Xinhua news reported today the successful landing of the Chang'e 5 test vehicle. It landed in Inner Mongolia, in the same region used for landing by the Shenzhou capsules of China's human spaceflight program. The capsule was located within minutes of touchdown.

This is an important step for China's methodical lunar exploration program. The program was laid out in three phases. The first phase, orbital reconnaissance of the Moon, was completed successfully by the Chang'e 1 and 2 orbiters in 2007 and 2010, respectively. The Chang'e 3 lander and rover represent the second phase, demonstrating a successful soft landing on the lunar surface in 2013. The Chang'e 3 backup spacecraft may be launched to another lunar landing as Chang'e 4 next year to a different location, possibly even the lunar south pole.

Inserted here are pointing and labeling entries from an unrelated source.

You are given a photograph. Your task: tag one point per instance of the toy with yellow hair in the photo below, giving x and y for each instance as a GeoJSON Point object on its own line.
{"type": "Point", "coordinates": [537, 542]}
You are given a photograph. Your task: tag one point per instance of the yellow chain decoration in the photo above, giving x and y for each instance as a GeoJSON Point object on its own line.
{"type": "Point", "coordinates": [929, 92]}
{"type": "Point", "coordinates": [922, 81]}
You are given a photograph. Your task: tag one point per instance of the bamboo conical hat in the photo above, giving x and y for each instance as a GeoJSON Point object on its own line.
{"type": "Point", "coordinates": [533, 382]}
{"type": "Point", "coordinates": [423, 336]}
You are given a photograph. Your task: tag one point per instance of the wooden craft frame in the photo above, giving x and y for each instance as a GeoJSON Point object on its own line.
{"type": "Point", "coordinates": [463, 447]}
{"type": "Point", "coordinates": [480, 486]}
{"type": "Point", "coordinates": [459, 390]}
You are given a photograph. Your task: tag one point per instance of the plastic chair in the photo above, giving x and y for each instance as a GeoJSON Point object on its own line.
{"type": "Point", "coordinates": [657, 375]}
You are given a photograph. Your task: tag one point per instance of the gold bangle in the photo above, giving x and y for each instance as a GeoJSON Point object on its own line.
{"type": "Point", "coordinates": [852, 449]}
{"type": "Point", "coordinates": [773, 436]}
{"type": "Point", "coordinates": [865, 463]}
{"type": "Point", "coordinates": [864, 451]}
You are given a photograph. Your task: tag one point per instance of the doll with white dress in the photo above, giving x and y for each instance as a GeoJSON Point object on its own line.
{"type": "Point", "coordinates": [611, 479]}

But the next step will be a doozy. Chang'e 5, to be launched in 2017, will be a stack of four spacecraft with a complicated mission. It must launch, traverse the distance to the Moon, enter lunar orbit, separate into a service module and lander, land, collect samples, place them into a capsule, launch it into lunar orbit, rendezvous with an orbiting service module, transfer back to Earth, and protect the precious cargo as it enters Earth's atmosphere and lands -- in the right spot! -- on the surface.

The Chang'e 5 test vehicle, which (according to Xinhua) has been nicknamed "Xiaofei" ("little flyer") on Chinese social media, was designed to test just a couple of these steps: transfer from Moon to Earth and Earth reentry. It did not have the full four-component stack, only an orbiter based on the Chang'e 1 and 2 design and a sample return capsule that appears to most observers to be a scaled-down version of the Shenzhou capsule.

It launched on October 23 at 18:00 UTC onto a free-return trajectory, looping once around the lunar farside and returning to Earth. Its reentry trajectory skipped in and out of the atmosphere once to bleed off energy without overheating the spacecraft before entering a second time, deploying parachutes, and landing today at 22:42 UTC.

The successful landing of the Chang'e 5 test vehicle is a piece of bright news in a sad week for space enthusiasts, coming on the heels of the Antares launch accident and the SpaceShipTwo tragedy.

The Chang'e 5 test vehicle success makes the Chang'e 5 mission slightly less scary. I would assume that the spacecraft to be launched as Chang'e 4 will test some of the sample handling technology they will need to make Chang'e 5 a success, but that's just my own speculation.

I congratulate China on today's success, and hope that the future holds similar success for the Chang'e 5 mission itself. The samples that Chang'e 5 may return would be the first since the Apollo and Luna samples revolutionized our understanding of the origins of Earth and the Moon. Hopefully some of the Chang'e 5 samples will be shared with the rest of the world, so we can add to the scientific edifice that continues to be built with ongoing examination of Apollo and Luna material.